Schulz greift routiniert in seinen Textbausteinkasten und tut, was auch Angela Merkel gern tut: sedieren und emotionalisieren. „Unser Land kann mehr“, sagt Martin Schulz. Was genau, bleibt erst einmal im Vagen. Immerhin hackt er nicht wie sein Kandidatenvorgänger von 2013 wahllos auf die Union ein. Das Land, in dem seine Wähler leben, schlechtzureden – darin hatte es Peer Steinbrück im Jahr 2013 zu einer gewissen Meisterschaft gebracht.
Weiter geht es in Berlin durch den von der Leserschaft abgesteckten Themen-Parcours. Diesel-Krise, Mieten, Renten, Gesundheitspolitik, Bedingungsloses Grundeinkommen – auf alles gibt der freundliche Herr Schulz Antworten. Beim Thema Altersarmut streichelt Frau G. aufmunternd den Oberarm ihres Enkels.
Es ist ein bisschen, als wohne man einer Generalprobe der zweiten Besetzung bei, weil die Hauptdarstellerin keine Zeit hat. Der Darsteller weiß es, das Publikum weiß es. Aber nun ist die Vorstellung schon mal angesetzt, da bleibt man auch sitzen.

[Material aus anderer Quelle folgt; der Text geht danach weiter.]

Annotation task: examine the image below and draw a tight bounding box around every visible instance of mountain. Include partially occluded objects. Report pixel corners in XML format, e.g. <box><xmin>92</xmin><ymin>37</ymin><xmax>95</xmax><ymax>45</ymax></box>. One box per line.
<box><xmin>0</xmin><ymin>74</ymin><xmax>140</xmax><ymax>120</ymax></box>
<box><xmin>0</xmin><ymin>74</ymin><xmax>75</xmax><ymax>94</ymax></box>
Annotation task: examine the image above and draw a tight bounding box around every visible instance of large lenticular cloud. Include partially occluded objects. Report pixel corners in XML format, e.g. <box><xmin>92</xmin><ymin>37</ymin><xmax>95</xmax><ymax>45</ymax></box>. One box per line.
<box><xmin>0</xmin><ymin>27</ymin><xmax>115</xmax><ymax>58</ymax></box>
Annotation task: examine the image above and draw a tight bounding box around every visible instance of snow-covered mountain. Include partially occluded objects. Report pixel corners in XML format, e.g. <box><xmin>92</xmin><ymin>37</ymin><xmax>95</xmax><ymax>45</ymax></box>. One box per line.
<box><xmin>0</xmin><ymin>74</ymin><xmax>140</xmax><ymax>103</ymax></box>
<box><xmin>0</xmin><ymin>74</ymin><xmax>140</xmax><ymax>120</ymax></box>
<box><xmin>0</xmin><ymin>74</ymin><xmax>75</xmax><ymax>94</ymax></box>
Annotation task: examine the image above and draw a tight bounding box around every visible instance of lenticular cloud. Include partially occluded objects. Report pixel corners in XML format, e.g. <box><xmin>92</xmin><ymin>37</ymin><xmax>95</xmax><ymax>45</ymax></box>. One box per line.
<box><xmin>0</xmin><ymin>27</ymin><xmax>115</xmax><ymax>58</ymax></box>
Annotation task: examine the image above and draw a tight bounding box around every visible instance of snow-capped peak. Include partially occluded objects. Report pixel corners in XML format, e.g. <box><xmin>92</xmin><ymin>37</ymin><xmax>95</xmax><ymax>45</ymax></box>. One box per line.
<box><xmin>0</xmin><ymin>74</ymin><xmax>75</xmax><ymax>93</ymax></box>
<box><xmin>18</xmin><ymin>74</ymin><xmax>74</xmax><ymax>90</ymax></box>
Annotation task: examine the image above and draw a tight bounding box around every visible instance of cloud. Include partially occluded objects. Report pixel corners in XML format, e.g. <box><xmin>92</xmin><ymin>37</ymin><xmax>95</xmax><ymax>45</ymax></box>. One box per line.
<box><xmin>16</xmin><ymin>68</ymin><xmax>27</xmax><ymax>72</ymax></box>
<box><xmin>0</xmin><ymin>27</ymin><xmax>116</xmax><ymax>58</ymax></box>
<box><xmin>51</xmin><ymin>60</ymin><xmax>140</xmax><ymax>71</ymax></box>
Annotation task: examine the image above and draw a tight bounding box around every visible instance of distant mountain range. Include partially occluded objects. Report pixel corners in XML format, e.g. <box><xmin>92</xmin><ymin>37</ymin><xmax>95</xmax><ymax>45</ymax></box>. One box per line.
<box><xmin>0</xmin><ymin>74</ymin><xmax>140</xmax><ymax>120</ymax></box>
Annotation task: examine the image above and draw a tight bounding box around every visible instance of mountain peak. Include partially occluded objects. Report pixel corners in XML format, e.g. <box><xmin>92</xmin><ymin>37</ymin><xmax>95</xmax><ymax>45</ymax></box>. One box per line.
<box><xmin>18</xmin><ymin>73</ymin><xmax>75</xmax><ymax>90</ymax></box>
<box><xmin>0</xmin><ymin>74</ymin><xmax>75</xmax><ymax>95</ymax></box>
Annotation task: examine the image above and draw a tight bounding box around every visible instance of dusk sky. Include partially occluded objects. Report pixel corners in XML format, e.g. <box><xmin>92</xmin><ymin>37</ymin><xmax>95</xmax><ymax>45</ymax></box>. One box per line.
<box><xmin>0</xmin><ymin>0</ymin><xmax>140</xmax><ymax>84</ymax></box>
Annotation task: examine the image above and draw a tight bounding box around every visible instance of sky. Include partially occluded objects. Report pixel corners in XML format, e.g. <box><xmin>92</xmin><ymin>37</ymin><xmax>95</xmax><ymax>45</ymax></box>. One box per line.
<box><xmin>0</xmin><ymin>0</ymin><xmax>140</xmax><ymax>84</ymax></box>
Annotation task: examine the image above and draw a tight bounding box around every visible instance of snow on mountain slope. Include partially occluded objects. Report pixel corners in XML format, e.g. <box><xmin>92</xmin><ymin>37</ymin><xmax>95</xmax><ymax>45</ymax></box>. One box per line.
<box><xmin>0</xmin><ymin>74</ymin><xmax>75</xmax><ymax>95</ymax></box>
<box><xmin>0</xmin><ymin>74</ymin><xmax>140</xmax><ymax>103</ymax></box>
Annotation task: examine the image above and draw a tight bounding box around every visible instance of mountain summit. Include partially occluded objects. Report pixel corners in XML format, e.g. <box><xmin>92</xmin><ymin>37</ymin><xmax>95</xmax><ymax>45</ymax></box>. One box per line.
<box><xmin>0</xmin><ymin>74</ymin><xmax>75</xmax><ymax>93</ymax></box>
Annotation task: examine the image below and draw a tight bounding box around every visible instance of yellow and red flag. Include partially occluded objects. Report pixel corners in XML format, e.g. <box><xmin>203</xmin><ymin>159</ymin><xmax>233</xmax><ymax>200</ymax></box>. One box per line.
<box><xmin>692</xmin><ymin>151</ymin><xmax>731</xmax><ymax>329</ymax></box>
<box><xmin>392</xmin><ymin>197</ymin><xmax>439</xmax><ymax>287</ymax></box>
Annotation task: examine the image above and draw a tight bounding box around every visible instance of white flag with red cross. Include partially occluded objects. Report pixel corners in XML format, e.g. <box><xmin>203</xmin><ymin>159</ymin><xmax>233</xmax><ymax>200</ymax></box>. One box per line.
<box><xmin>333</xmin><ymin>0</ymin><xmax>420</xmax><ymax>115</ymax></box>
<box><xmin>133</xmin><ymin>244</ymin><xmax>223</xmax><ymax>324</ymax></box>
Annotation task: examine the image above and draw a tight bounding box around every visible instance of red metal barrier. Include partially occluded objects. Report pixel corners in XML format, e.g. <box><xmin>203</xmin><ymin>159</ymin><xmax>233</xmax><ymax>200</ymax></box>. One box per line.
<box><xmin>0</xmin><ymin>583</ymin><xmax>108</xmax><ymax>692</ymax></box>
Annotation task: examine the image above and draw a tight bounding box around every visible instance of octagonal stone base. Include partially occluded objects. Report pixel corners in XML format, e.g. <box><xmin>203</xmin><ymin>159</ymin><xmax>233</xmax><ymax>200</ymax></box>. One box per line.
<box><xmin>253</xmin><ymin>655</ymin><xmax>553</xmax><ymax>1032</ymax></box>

Von 33 auf 25 Prozent abgesackt
So war das nicht geplant, als Martin Schulz Anfang des Jahres den ewigen Sigmar Gabriel als Parteivorsitzender und Kanzlerkandidat ablöste. Chaotische Kommunikation in der Parteizentrale, Absenz des Spitzenkandidaten im NRW-Landtagswahlkampf, drei verlorene Wahlen – mittlerweile ist Schulz von 33 auf 25 Prozent abgesackt. Wie sagte Frau G. eingangs? „Ich weiß ja auch nicht.“
Erst beim Thema Flüchtlinge kommt wieder Schwung in die Bude. „Was, wenn noch einmal eine Million Flüchtlinge auf Deutschland zukämen?“ fragt eine Frau. Diese Leistung aus dem Jahr 2015 werde ja immer „von einer Person reklamiert“, sagt Martin Schulz, ohne Merkels Namen zu nenne. „Aber das war eine Gesamtleistung des deutschen Volkes“, streichelt er die Bürgerseele. Gleichwohl sei die europäische Flüchtlingspolitik „ein Desaster“. Sagt's und zeigt auf das „Nettoempfängerland“ Polen und auf seinen ungarischen Intimfeind Viktor Orban. Er habe, sagt der Europapolitiker Martin Schulz nun, „ein paar Überzeugungen, für die ich eintrete. Auch wenn ich die Bundestagswahl nicht gewinne.“
Angenehm, dass Martin Schulz eine ehrliche Haut ist. Aber ist das klug? Dieser Satz kommt einer Bankrotterklärung gleich. Nach einer Stunde fällt gnädig der Vorhang. Annakatrin und Hannes G., Schulz' Zuhörer aus Rostock, sind jetzt möglicherweise schlauer.